Amazing! Unbelievable! Scary!

School board members are elected to be a Board of Directors overseeing the professional team responsible for educating our children. It is not the board’s job to develop the line item spending plan for the school district. Nor is it their job to develop detailed lesson plans. It is their job to insure the quality of the education all students in the district receive.

If the school board doesn’t understand the new curriculum and curricular objectives how can they measure student and teacher outcomes? More importantly, how will they explain those results to district parents and to taxpayers?

It is amazing that at the first mention of the POSSIBLE migration to Common Core Standards, the school board members did not instruct the superintendent to provide them an in-depth briefing on Common Core. It is equally amazing that the superintendent did not offer such a briefing.

It is unbelievable that state after state and school board after school board across the country has agreed to adopt Common Core Standards without a detailed tabular analysis of the differences between No Child Left Behind (NCLB) and Common Core. In business, migration would be preceded by a rigorous defense made to the Board of Directors complete with a detailed rollout plan, including go/no milestones, and clear measures of success.

It is scary that this school board member isn’t more curious about on what Common Core Standards mean for the education of her own five (5) children. It’s not that she does not care. Rather, it is intimidation by the unelected, unaccountable “experts” that makes most parents avoid asking questions. The education industry, like the technology industry, enhances its value through the artful use of language to obfuscate and intimidate.

I too am “expert” – an “expert” at identifying gobbledy goop!

Take for example, Common Core math standards for kindergarten.

  • Counting and cardinality
  • Operations and algebraic thinking
  • Numbers and operations in base 10
  • Measurement and data
  • Geometry.

Parents of America don’t panic. That means teachers are going to focus on teaching kindergarteners to count to 100, figure out simple word problems, and to distinguish between the characteristics of circles, squares, rectangles, and triangles.
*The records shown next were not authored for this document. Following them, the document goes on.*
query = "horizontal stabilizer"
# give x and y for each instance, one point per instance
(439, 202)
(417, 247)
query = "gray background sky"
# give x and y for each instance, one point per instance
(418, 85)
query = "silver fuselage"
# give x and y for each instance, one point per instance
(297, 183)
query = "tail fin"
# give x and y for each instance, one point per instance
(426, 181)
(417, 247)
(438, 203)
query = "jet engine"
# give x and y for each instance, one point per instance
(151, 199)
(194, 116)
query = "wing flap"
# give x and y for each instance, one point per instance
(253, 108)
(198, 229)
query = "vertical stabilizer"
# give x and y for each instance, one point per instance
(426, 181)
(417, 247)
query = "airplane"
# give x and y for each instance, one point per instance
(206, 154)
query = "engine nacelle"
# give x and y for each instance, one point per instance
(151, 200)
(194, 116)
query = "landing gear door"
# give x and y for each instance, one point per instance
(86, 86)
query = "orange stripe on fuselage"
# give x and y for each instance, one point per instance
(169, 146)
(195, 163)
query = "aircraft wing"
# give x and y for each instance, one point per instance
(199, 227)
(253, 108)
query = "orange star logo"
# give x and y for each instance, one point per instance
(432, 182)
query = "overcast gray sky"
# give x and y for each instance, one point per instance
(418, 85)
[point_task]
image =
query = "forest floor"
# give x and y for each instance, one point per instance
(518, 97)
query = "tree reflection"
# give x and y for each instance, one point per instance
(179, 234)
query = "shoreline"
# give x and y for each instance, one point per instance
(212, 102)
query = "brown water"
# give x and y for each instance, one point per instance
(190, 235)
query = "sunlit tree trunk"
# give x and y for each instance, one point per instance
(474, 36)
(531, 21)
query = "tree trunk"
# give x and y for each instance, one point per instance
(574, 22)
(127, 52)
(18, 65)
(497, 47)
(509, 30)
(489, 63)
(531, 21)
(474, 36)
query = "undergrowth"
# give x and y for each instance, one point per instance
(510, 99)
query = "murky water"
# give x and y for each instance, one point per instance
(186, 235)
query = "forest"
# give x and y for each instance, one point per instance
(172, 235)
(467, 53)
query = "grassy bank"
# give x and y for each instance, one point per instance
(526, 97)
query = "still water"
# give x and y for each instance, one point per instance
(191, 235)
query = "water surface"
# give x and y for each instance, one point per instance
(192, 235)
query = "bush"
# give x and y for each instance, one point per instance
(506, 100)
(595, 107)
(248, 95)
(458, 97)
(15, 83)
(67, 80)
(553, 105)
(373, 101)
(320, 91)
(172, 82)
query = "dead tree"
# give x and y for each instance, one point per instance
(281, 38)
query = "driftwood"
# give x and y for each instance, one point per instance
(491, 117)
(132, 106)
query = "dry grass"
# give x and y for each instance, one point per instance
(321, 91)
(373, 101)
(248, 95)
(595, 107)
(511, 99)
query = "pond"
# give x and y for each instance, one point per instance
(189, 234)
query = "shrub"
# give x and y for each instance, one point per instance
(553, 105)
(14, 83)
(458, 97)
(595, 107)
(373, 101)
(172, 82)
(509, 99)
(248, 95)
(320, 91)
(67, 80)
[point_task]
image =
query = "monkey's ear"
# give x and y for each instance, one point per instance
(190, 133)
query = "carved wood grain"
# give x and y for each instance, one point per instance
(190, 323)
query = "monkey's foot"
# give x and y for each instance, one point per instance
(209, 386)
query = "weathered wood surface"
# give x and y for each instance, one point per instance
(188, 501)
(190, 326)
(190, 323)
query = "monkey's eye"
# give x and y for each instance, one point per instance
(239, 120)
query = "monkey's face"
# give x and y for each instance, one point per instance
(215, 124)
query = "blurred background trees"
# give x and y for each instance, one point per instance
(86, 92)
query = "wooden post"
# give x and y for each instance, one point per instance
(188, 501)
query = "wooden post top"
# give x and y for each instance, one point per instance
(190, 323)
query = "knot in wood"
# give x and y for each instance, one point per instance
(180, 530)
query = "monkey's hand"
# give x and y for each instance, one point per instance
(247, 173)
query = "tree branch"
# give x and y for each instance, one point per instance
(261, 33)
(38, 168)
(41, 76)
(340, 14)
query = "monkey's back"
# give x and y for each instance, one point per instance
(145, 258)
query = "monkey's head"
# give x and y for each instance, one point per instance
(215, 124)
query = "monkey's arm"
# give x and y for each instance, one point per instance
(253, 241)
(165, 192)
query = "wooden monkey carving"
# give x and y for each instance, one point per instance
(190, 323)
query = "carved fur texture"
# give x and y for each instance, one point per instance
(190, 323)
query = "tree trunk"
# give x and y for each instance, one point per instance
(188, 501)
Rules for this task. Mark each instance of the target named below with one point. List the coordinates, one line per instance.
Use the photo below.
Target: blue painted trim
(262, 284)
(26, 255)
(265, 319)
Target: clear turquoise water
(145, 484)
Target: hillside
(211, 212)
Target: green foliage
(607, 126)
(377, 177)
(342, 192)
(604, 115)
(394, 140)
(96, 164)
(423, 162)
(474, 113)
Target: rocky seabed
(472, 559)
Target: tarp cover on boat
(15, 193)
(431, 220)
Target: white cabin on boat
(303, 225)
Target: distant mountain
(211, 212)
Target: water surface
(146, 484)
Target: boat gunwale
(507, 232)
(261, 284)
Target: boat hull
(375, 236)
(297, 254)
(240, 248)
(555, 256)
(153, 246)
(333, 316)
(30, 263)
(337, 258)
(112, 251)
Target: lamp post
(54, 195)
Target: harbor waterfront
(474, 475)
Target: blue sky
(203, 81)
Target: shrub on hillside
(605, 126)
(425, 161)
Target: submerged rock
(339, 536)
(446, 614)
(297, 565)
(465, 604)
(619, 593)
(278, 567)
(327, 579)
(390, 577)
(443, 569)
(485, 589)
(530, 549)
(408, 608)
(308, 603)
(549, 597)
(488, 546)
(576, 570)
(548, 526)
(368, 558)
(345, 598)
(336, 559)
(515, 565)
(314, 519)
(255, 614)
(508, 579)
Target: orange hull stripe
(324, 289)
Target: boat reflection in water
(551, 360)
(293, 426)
It’s no accident that these standards are designed to emphasize the complexity of education. Simplicity is the best way to INCLUDE parents in the education process!

Scariest of all  – Common Core Standards were developed under the leadership of the National Education Association (NEA) and the American Federation of Teachers (AFT) – the two most militant teachers’ unions in the world! If you are unfamiliar with these unions, or their laser-like focus on the interest of teachers rather than students, I suggest that you go to Netflix© and order the 2010 film “Waiting for Superman”.

My research turned up some things to like about Common Core objectives. It increases the emphasis on comprehension. Students will be required stand in front of the class more often and talk about what has been learned and to put it in a broader context – what my friend described as “communication”. Students will be taught fewer new concepts per subject each year but each “unit of learning” will be taught with more depth and more integration to other subjects (for example linking reading to science and/or history). These signal a shift from “teaching to the test” to retained learning.

But I remain skeptical that Common Core Standards are just another “quick fix” smoke screen that will only postpone the inevitable day-of-reckoning for a public education system that is hopelessly broken.  There are no published measures of success. How will governors, school boards, and parents know if Common Core is working? We can’t wait another 10 years to answer that question!

If you are concerned about your children’s education, forward this blog to the principal at your school and demand a SERIES OF DETAILED Common Core Standards Implementation briefings for parents – this year and through 2014-15. “Back to School Night” is not enough!